Unusual flights arrived at Poland's Szymany airport in 2003
Dick Marty, a Swiss senator, has been investigating CIA operations on behalf of the European human rights body.
In his new report, released on Friday, Mr Marty says secret CIA prisons "did exist in Europe from 2003 to 2005, in particular in Poland and Romania".
The governments of both countries have strongly denied any involvement.
A spokesman for the CIA told the BBC that "the CIA's counter-terror operations have been lawful, effective, closely reviewed, and of benefit to many people - including Europeans - by disrupting plots and saving lives".
Mr Marty says he drew on multiple sources and used his own intelligence methods to investigate the CIA's "extraordinary renditions", the process under which terror suspects were transported around the world for interrogation.
"Some European governments have obstructed the search for the truth and are continuing to do so by invoking the concept of 'state secrets'.... This criticism applies to Germany and Italy, in particular," he said.
His report came as the first criminal trial over the CIA "extraordinary renditions" opened in Italy. Twenty-five CIA agents and a US Air Force colonel are on trial in their absence, accused of kidnapping an Egyptian terror suspect and sending him to Egypt, where he was allegedly tortured.

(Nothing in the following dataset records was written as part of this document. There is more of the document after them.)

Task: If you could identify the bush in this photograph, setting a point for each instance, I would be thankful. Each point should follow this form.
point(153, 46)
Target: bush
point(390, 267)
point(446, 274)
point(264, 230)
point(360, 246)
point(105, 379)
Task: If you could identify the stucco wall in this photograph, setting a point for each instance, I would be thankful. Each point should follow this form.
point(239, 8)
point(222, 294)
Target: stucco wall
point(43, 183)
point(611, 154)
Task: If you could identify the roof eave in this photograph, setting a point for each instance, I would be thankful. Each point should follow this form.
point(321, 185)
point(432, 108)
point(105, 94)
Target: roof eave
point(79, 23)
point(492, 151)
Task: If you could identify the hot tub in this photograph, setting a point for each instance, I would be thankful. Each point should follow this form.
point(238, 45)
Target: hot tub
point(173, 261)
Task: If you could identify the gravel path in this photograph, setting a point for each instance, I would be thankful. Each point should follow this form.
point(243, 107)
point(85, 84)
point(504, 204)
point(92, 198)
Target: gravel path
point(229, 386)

Unnamed CIA sources quoted by Mr Marty said Poland was the "black site" where eight "high-value detainees (HVDs)" were interrogated, including Khalid Sheikh Mohammed - alleged mastermind of the 9/11 attacks on the US in 2001 - and Abu Zubaydah, a suspected top al-Qaeda operative.

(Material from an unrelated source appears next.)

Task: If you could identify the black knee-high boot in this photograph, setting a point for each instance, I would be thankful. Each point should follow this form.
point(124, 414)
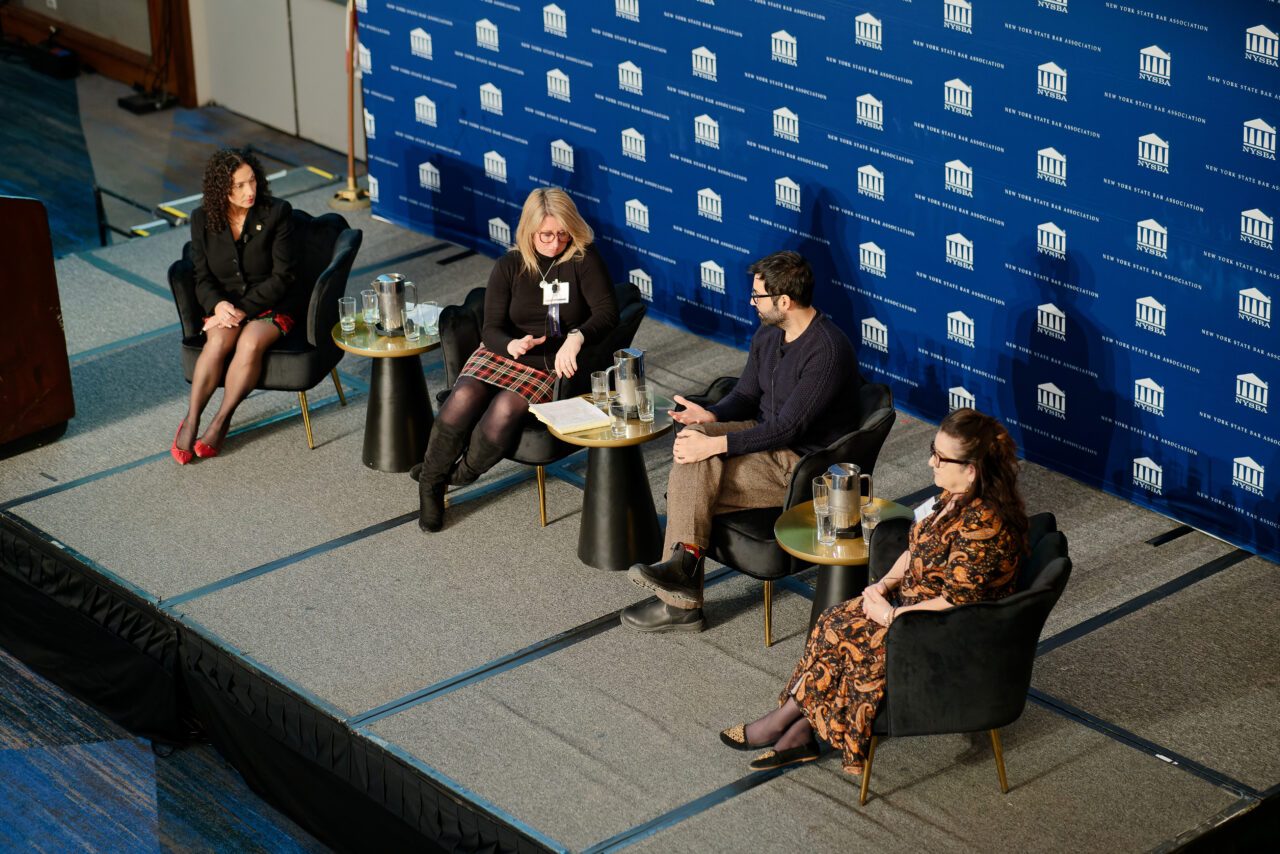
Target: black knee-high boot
point(442, 451)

The report says Romania "was developed into a site to which more detainees were transferred only as the HVD programme expanded".
"The secret detention facilities in Europe were run directly and exclusively by the CIA. To our knowledge, the local staff had no meaningful contact with the prisoners and performed purely logistical duties," the report continues.
But it adds: "the highest state authorities were aware of the CIA's illegal activities on their territories".
US President George Bush admitted in September that terror suspects had been held in CIA-run prisons overseas, but he did not say where the prisons were located.
Mr Marty says there is evidence that the CIA operations took place in line with Nato authorisations agreed on 4 October 2001, "some of which are public and some of which remain secret".
Some detainees were held in secret for several years and subjected to "degrading treatment and so-called 'enhanced interrogation techniques' (essentially a euphemism for a kind of torture)," Mr Marty says.
In a preliminary report last year Mr Marty said the CIA ran a "global spider's web" of secret flights.
In comments published in the French daily Le Figaro on Friday, Mr Marty said "suspected terrorists" were also "kidnapped then tortured and detained illegally in rogue states like Syria, where there is no civilian law or law governing the rules of war".
In January a European Parliament committee approved a report which said EU states knew of secret CIA flights over Europe.
Dick Marty is an experienced international lawyer and politician
The report said the governments also knew of the abduction of terror suspects by US agents and the US's use of clandestine detention centres.
A BBC investigation last year revealed that a well-known CIA Gulfstream plane, the N379P, had made several landings at Szymany airport in northern Poland in 2003.
The airport's flight log also showed that a Boeing 737 had flown direct from Kabul to the airport, which is not far from a Polish intelligence base in the village of Stare Kiejkuty.